The bank also kept the cost of borrowing at record lows after it met today and said it would make a decision on further stimulus early next year.
That disappointed some traders who had bet that Thursday’s meeting would bring details of additional measures, possibly a US-style government bond-buying scheme, seen as strongly supportive for the equity market.
ECB president Mario Draghi said the bank would reassess the impact of its recent policy measures early in 2015, though not necessarily in January, and take further action - including such quantitative easing - if needed. "Investors were hoping for more substance on sovereign bond purchases, but Draghi hasn't given investors anything that is really new," said John Smith, senior fund manager at Brown Shipley.
With recovery stalled across many of the 18 countries that share the euro, Frankfurt forecast 2014 inflation at 0.5 per cent, rising slightly to 0.7 per cent next year and 1.3 per cent in 2016. It also cut its prediction for economic output in the euro zone to 0.8 per cent this year, 1.0 per cent in 2015 and 1.5 per cent in 2016.
In September, the ECB had predicted that inflation would be 0.6 per cent this year, then rise to 1.1 per cent and 1.4 per cent in 2015 and 2016 respectively. It had also forecast in September that gross domestic product would grow by 0.9 percent this year and by 1.6 per cent and 1.9 per cent in 2015 and 2016 respectively.
By lowering its forecasts, which show how the ECB expects the economy to develop, the euro zone central bank will heighten expectations that it will take further steps to bolster the bloc’s flagging economy.
ECB president Mario Draghi recently threw the door open for drastic measures to prevent growth and inflation from sliding further and expectations are rising that a move could come as soon as the first three months of next year
While a perceived lack of detail caused investors to cash in recent stock market gains, many still believed the ECB would announce sovereign bond purchases next year.
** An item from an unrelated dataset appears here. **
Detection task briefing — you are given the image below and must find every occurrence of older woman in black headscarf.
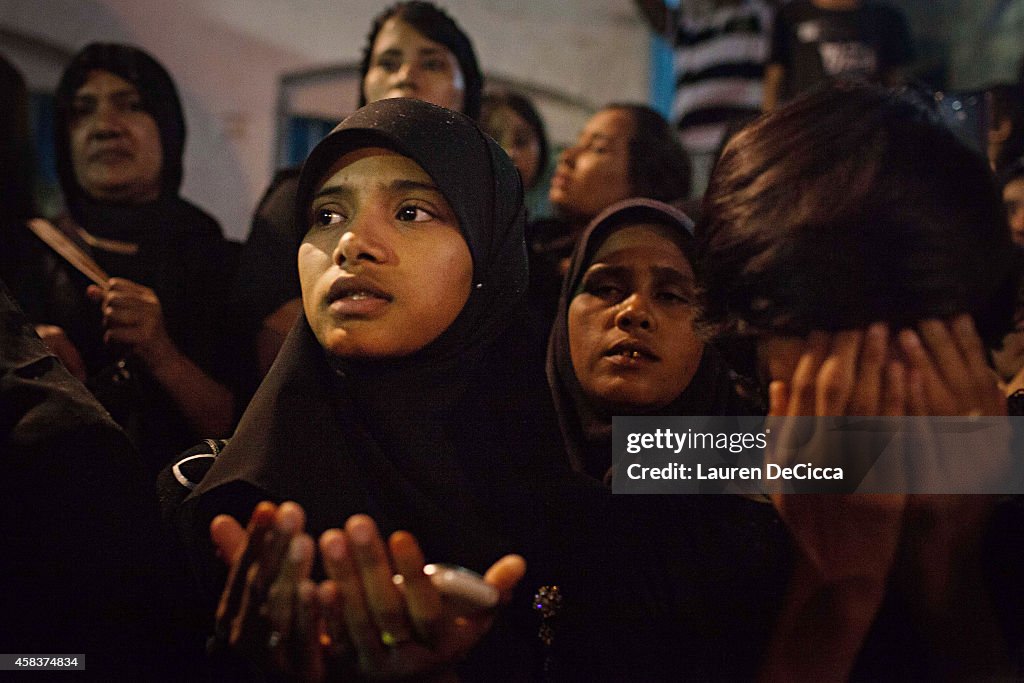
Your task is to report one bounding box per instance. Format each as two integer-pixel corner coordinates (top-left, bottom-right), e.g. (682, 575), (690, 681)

Mr Draghi said technical preparations for further stimulus measures were being stepped up.
At Thursday’s meeting, the ECB left its main refinancing rate, which determines the cost of credit in the economy, at 0.05 per cent. It also kept the rate on bank overnight deposits at -0.20 per cent, which means banks pay to park funds at the central bank.
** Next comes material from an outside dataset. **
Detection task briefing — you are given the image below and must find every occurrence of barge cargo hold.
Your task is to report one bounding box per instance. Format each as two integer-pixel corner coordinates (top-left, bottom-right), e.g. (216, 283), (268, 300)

Mounting concerns about the euro zone economy were underlined by the US Federal Reserve’s influential vice chair, Stanley Fischer, who said that money-printing would help Europe as it had the United States.
“If the ECB moves in that direction, it will have positive effects,” Mr Fischer, who was Mr Draghi’s academic mentor at university, told a newspaper in Italy.
Mr Draghi faces considerable political obstacles to taking this step, chiefly from a reluctant Germany.
Last week, Sabine Lautenschlaeger, Germany’s appointee to the ECB’s executive board, said now was not the time for state bond buying. So while the ECB could extend a scheme to buy secured debt to include corporate bonds, it is unlikely it will announce any money printing to buy government bonds.
Economists, roughly half of whom expect the bank to start buying government bonds - a step that should buoy the economy when banks exchange bonds for ECB cash - have pencilled this in for the first three months of next year. ECB vice-president Vitor Constancio has said the bank will be better able to gauge then whether it needs to take the ulitimate policy step.
Other major central banks including the Fed, Bank of Japan and Bank of England, have already used quantitative easing to stimulate their economies. But divisions between debt-shy euro zone countries such as Germany and southern states including Greece make such a step more difficult for the ECB. Germany, the bloc’s biggest economy by far and its most influential, fears it would encourage reckless borrowing.